5

I have been sent two txt files from somebody who used to maintain a website for a client.

One contains the certificate from Thawte with:

---BEGIN CERTIFICATE---
xxxxxxxx
---END CERTIFICATE---

The other contains the RSA Private Key

-----BEGIN RSA PRIVATE KEY-----
xxxxxxxx
-----END RSA PRIVATE KEY-----

I've got the Certificate imported to Windows Server 2008, using the MMC snap-in, but it doesn't have the matching Private Key.
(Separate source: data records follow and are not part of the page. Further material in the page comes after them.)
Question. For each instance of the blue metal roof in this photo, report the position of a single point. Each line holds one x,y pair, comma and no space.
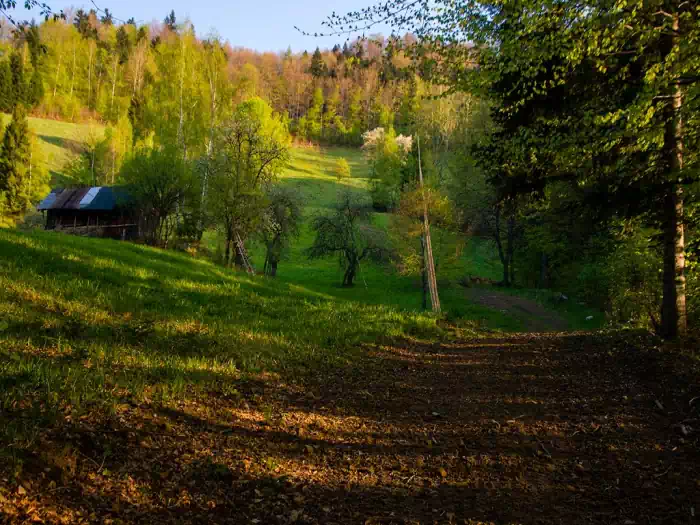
97,198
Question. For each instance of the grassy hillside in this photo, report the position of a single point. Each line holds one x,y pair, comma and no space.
311,172
155,322
59,141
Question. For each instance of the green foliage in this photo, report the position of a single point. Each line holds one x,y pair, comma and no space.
253,148
6,91
93,166
387,159
342,169
281,223
19,83
15,164
160,180
163,325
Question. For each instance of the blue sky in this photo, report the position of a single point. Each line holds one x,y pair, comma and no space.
264,25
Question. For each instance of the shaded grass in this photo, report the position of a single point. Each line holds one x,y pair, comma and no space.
88,322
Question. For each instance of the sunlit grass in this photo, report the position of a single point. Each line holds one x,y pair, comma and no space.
59,141
88,322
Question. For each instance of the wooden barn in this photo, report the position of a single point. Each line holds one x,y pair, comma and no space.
96,211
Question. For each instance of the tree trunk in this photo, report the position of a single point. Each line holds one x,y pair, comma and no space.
511,247
227,254
272,267
502,254
423,274
673,307
544,263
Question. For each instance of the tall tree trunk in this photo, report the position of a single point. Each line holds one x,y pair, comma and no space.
544,263
423,274
429,260
673,307
227,253
511,247
349,277
502,253
114,87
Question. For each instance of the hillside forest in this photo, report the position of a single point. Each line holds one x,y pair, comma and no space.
444,276
162,86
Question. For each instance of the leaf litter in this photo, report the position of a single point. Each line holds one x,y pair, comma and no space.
555,428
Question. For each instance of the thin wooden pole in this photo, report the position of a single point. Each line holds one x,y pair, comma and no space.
429,261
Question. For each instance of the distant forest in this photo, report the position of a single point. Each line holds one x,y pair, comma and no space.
89,67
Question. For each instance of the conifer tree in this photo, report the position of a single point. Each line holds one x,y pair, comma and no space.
6,91
36,89
318,66
19,86
15,158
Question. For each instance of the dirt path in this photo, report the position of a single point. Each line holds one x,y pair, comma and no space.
541,429
534,316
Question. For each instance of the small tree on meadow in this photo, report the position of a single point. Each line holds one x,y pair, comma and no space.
159,180
15,164
281,223
342,169
253,148
348,233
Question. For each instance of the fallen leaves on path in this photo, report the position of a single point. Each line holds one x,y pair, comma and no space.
521,429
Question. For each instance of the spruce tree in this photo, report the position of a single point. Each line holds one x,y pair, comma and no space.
36,89
171,22
19,87
318,66
15,157
6,91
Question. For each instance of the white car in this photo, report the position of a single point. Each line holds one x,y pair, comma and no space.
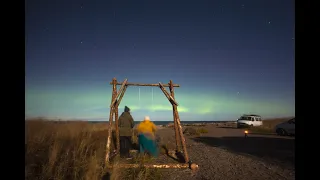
286,128
249,120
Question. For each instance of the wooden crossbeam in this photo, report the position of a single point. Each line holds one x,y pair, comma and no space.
165,92
141,84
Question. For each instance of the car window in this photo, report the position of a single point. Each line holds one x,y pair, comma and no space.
292,121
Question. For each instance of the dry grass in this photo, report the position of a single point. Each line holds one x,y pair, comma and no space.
72,150
268,125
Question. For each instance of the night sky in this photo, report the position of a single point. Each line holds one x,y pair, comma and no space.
229,57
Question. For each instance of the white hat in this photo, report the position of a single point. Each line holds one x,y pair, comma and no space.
147,118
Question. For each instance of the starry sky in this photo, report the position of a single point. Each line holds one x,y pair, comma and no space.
229,57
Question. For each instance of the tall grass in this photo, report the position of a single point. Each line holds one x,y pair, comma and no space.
72,150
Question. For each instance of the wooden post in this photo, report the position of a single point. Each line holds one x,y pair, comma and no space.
183,140
120,91
112,108
175,111
117,118
175,119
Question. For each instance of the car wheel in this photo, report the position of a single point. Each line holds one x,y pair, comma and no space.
281,132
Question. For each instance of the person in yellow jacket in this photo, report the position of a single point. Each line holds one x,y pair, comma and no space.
146,137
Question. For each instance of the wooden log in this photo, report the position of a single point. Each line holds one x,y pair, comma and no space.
119,92
183,140
117,118
176,130
165,92
160,166
141,84
114,92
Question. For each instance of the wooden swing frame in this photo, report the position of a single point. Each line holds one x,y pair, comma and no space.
114,114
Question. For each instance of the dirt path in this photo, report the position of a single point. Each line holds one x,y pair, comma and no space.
224,153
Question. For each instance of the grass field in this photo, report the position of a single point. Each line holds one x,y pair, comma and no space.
72,150
76,150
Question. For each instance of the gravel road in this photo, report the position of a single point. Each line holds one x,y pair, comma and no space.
224,153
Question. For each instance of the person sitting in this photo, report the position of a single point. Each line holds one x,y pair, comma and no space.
126,123
146,137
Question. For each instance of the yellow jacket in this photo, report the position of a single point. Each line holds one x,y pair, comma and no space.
146,126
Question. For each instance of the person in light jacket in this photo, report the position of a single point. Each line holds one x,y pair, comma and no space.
126,124
146,137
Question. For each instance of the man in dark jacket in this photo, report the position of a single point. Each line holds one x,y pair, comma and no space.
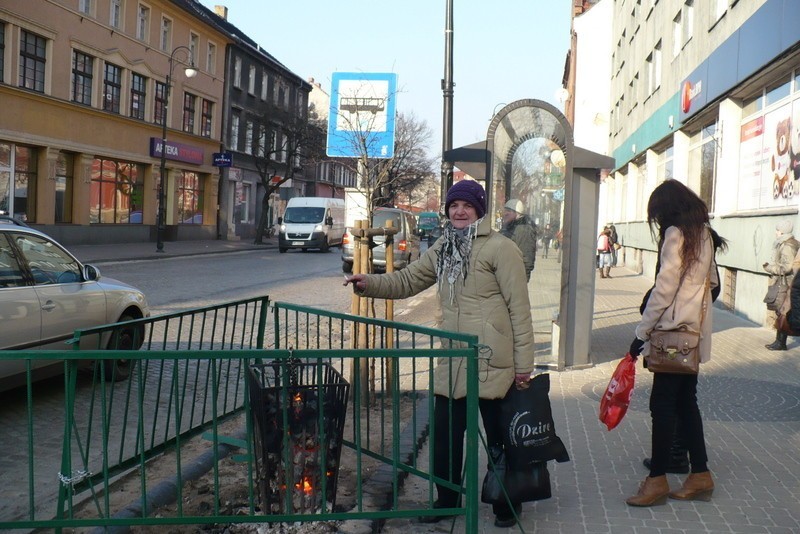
518,228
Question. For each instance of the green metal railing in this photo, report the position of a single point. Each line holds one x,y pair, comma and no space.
189,378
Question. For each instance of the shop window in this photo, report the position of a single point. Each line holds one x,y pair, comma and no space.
117,192
32,60
65,166
82,78
189,105
703,163
190,198
112,88
138,95
237,72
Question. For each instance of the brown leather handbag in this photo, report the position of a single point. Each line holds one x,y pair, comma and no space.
677,351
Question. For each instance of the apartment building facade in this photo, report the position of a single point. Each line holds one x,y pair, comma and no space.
84,92
707,93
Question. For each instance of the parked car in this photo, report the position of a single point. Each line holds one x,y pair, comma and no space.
406,240
46,294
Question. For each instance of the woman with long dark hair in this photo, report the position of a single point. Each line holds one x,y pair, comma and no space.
680,297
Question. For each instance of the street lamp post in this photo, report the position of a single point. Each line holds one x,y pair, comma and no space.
190,71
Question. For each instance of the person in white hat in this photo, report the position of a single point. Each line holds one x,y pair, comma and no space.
784,249
518,227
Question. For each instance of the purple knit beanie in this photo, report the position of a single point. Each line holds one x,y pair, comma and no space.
468,191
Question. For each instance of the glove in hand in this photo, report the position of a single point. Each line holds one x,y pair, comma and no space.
636,347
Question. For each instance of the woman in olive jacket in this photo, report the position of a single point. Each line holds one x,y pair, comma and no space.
483,291
681,297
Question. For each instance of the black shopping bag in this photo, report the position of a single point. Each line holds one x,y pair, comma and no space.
529,484
529,430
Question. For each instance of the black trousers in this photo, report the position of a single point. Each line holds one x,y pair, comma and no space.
448,443
672,399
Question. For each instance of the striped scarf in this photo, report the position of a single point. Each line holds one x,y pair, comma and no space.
453,261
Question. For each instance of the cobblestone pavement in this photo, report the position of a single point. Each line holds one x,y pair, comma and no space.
749,397
750,400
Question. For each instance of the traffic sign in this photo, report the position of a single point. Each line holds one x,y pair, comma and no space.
223,159
362,115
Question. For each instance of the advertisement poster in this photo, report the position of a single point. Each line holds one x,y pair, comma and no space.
769,160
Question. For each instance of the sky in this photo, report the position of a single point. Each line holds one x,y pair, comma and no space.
503,50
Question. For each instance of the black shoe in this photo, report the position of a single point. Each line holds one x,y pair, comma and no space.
434,518
507,519
679,466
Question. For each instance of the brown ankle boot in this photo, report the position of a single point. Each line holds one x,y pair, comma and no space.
653,491
697,487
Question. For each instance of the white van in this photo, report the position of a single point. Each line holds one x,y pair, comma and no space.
312,222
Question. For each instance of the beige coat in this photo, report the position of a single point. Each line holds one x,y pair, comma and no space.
674,302
493,305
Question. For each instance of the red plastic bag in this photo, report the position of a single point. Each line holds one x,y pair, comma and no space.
617,396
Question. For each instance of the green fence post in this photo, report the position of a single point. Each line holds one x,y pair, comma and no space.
471,478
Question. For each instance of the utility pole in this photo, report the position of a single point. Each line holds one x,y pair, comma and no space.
447,110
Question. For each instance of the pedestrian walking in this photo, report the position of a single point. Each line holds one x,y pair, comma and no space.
780,269
679,298
604,253
547,237
521,230
480,278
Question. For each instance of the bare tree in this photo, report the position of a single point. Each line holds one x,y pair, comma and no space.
380,179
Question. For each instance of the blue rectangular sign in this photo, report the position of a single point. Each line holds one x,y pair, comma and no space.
362,115
222,159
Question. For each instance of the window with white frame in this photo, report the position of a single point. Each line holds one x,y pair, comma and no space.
665,165
237,72
702,163
248,137
115,14
32,61
166,34
654,69
82,66
688,21
189,110
206,116
235,131
677,35
142,22
194,48
211,59
722,7
112,88
138,95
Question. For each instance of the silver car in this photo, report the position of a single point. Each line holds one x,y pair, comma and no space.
406,241
46,294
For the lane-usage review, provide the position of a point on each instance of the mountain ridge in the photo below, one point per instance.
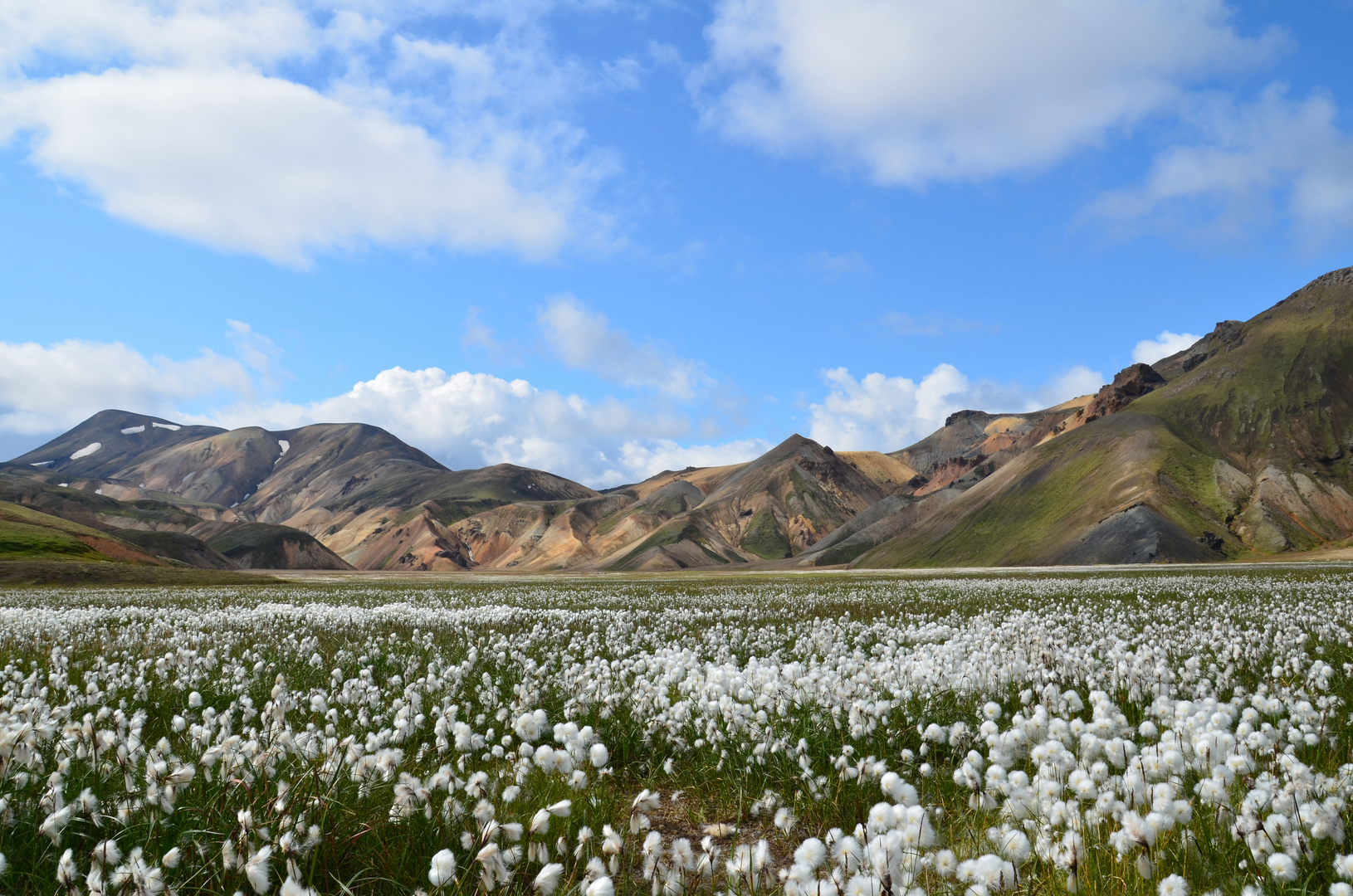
(1239, 445)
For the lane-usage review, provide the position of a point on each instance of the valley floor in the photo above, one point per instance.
(1129, 730)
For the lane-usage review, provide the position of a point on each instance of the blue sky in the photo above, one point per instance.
(610, 238)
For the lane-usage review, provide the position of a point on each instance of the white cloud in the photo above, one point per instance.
(197, 119)
(45, 389)
(472, 419)
(584, 339)
(947, 90)
(1077, 382)
(1249, 160)
(885, 414)
(663, 455)
(464, 419)
(1162, 346)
Is there anyway to create and install the private key from the second text file? Or do I need to create a new CSR request, and get a new certificate?

I'd rather create it from what has been sent if possible, just because I don't have access to the Thawte site to login, and the previous developer lives in the US and can be slow to respond. My client is in a rush to have the SSL up and running again.

I've not found an answer online, so guessing I have to generate a new request?

Any help greatly appreciated.

Dan Harris
  • 365
  • 2
  • 4
  • 14

2 Answers2

4

OpenSSL can convert the certificate/key to PKCS#12 format, which Windows should be able to import.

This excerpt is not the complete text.